O Ministério da Agricultura aprovou um protocolo privado para exportação de bovinos livres de antimicrobianos, cuja adesão é voluntária. A proposta foi apresentada pela Associação Brasileira das Empresas de Certificação por Auditoria e Rastreabilidade (Abcar) e a aprovação, emitida pela Secretaria de Defesa Agropecuária (SDA), foi publicada no Diário Oficial da União (DOU) nesta segunda-feira, 1º de junho.
Segundo a portaria, o protocolo tem como objetivo subsidiar a emissão da certificação oficial brasileira para exportações de bovinos e búfalos não submetidos a manejo com uso de antimicrobianos, conforme critérios e procedimentos estabelecidos. No entanto, a portaria não detalha os termos e critérios do protocolo.

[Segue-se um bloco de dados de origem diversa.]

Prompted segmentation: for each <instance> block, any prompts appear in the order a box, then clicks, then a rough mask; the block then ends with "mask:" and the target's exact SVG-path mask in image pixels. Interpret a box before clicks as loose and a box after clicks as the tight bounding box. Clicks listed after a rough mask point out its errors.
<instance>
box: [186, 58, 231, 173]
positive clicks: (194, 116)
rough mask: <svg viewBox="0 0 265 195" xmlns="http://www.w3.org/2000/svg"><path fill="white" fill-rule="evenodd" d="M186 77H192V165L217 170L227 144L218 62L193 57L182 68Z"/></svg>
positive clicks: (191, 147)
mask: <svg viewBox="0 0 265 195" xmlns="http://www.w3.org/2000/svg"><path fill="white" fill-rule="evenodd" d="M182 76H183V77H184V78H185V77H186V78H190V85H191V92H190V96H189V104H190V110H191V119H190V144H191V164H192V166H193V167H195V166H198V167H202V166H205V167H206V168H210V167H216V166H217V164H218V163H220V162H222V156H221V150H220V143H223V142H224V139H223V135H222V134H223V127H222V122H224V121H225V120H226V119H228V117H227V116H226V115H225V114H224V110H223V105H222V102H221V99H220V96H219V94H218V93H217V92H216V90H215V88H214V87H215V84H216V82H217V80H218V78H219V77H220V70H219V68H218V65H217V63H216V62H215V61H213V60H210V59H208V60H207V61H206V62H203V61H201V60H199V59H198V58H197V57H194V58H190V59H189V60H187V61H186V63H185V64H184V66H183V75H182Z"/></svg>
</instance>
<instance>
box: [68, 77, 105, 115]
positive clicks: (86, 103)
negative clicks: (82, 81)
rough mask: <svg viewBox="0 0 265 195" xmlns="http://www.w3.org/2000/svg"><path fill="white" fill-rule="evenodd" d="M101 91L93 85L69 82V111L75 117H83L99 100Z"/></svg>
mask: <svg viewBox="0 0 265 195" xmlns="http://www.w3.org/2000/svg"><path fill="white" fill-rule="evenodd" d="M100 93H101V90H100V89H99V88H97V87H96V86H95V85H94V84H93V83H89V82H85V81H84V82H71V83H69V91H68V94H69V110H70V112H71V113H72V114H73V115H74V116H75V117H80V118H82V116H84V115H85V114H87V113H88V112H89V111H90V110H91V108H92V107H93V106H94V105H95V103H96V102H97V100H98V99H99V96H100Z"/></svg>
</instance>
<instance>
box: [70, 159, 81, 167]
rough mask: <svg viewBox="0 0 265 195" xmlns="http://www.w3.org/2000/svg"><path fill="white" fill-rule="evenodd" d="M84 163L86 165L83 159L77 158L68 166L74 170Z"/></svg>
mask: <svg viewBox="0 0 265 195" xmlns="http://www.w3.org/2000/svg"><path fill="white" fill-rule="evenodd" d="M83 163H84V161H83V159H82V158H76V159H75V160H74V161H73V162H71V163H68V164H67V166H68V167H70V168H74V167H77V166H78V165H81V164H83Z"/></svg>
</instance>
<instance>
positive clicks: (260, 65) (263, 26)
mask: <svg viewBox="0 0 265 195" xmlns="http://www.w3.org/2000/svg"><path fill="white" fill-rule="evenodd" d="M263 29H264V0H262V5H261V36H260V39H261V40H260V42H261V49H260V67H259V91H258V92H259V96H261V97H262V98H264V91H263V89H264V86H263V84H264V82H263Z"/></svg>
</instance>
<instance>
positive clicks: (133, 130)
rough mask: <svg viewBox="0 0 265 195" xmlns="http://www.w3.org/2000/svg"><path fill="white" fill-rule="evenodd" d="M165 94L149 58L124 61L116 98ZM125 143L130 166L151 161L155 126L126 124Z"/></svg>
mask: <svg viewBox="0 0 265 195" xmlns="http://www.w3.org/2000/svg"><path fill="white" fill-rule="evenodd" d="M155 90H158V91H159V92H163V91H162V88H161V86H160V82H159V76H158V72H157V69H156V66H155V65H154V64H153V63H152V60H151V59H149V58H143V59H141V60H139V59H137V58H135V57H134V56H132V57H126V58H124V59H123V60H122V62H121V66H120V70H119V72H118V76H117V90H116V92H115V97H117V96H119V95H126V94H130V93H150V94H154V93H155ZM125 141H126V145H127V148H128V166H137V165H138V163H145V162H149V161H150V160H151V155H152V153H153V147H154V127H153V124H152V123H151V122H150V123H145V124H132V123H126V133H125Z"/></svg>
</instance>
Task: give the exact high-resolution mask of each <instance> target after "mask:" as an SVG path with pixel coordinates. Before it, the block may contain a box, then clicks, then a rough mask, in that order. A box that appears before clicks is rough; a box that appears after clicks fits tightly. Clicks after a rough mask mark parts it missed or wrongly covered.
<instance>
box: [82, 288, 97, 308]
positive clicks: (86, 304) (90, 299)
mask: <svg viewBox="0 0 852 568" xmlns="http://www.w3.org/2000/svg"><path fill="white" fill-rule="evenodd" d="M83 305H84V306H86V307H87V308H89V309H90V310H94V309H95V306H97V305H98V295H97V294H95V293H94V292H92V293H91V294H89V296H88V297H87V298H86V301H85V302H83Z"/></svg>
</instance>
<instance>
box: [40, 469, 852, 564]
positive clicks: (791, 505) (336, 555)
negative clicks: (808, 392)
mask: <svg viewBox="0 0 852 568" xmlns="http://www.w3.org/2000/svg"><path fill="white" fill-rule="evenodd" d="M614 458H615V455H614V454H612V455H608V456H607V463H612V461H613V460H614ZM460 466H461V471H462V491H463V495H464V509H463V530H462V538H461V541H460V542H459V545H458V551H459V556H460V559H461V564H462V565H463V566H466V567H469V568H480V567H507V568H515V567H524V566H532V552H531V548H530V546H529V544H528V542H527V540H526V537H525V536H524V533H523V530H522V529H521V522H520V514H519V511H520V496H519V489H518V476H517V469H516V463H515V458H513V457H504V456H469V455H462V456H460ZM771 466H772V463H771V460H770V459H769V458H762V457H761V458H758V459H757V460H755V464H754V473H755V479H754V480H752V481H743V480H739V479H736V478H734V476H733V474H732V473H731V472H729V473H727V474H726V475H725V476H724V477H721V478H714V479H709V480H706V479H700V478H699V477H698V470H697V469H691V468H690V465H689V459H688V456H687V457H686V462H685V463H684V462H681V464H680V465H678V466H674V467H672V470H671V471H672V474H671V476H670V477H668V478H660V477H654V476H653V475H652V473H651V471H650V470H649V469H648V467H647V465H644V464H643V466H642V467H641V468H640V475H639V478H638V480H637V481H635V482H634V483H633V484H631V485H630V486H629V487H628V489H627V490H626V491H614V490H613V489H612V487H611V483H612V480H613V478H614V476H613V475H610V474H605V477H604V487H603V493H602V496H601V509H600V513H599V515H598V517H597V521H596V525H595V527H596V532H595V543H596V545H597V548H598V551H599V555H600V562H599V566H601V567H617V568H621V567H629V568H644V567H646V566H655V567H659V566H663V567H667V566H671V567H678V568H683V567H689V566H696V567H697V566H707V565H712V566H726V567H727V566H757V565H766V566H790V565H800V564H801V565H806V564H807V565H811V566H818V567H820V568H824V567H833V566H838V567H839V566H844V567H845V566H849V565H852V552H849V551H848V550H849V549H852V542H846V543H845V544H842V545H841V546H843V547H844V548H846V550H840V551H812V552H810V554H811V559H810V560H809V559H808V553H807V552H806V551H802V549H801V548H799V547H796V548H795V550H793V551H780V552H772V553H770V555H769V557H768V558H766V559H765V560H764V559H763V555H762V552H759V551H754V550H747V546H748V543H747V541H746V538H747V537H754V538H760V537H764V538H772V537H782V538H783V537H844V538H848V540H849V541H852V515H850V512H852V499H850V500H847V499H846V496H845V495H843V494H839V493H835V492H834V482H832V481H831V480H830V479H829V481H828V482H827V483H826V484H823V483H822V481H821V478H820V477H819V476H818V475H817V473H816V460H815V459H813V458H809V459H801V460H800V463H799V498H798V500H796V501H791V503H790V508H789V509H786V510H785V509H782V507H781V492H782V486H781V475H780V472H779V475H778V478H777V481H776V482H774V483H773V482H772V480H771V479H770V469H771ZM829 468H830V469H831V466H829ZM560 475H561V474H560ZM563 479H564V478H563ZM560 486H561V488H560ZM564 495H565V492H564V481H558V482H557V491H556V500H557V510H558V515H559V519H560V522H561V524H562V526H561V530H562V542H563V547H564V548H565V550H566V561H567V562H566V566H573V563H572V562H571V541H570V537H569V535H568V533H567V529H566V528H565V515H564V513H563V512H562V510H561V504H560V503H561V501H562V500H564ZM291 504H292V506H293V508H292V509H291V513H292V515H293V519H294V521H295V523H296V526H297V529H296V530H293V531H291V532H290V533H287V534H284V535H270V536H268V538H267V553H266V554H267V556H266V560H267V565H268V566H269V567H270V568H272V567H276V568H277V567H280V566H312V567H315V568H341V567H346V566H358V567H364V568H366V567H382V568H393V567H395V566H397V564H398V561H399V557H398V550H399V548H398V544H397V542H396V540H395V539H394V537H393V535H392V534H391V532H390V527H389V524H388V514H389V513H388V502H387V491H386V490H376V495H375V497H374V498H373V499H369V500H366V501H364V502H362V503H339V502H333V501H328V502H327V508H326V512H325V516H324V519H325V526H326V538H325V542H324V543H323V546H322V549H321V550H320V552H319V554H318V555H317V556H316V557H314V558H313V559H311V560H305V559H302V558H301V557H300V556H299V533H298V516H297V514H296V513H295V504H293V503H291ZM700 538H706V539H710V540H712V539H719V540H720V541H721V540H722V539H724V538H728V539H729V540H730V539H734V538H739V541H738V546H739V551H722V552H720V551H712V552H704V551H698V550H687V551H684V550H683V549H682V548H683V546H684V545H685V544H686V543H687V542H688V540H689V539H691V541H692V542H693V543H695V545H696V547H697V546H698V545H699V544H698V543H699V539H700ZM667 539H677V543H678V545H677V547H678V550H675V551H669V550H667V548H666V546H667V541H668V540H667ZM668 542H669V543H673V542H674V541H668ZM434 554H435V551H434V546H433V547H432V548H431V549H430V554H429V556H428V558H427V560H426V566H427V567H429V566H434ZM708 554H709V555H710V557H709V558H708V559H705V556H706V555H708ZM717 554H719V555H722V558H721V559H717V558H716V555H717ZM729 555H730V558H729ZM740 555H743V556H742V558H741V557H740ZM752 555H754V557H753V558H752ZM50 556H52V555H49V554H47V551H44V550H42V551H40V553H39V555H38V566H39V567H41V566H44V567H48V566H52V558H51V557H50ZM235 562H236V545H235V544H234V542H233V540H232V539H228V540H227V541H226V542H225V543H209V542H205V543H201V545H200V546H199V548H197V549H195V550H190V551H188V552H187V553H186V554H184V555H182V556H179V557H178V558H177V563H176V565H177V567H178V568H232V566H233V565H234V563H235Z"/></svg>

Como já havia sido informado pelo Broadcast (sistema de notícias em tempo real do Grupo Estado) na última sexta-feira, o protocolo integra a apresentação do Brasil à União Europeia de informações que comprovam o cumprimento das normas sobre o uso de antimicrobianos na produção de proteínas animais destinadas ao bloco europeu.
A iniciativa surge após a União Europeia retirar o Brasil da lista de fornecedores de produtos animais a partir de 3 de setembro. O bloco exige garantias adicionais do Brasil quanto ao cumprimento de suas regulamentações. Essas informações, de caráter sanitário, foram apresentadas pelo Ministério da Agricultura à Comissão Europeia.
No caso da carne bovina, considerado o ponto mais sensível da discussão, os protocolos de garantia do cumprimento das normas sobre antimicrobianos foram elaborados e planejados conjuntamente pelo setor privado — incluindo pecuaristas, indústria e exportadores — e encaminhados à Secretaria de Defesa Agropecuária (SDA), responsável pela análise técnica do tema, segunda fontes consultadas pela reportagem.
De acordo com essas fontes, trata-se de um protocolo adicional aos já tradicionais utilizados na produção e exportação do chamado "boi Europa", e que reforçam a capacidade do Brasil de comprovar a segregação desses animais.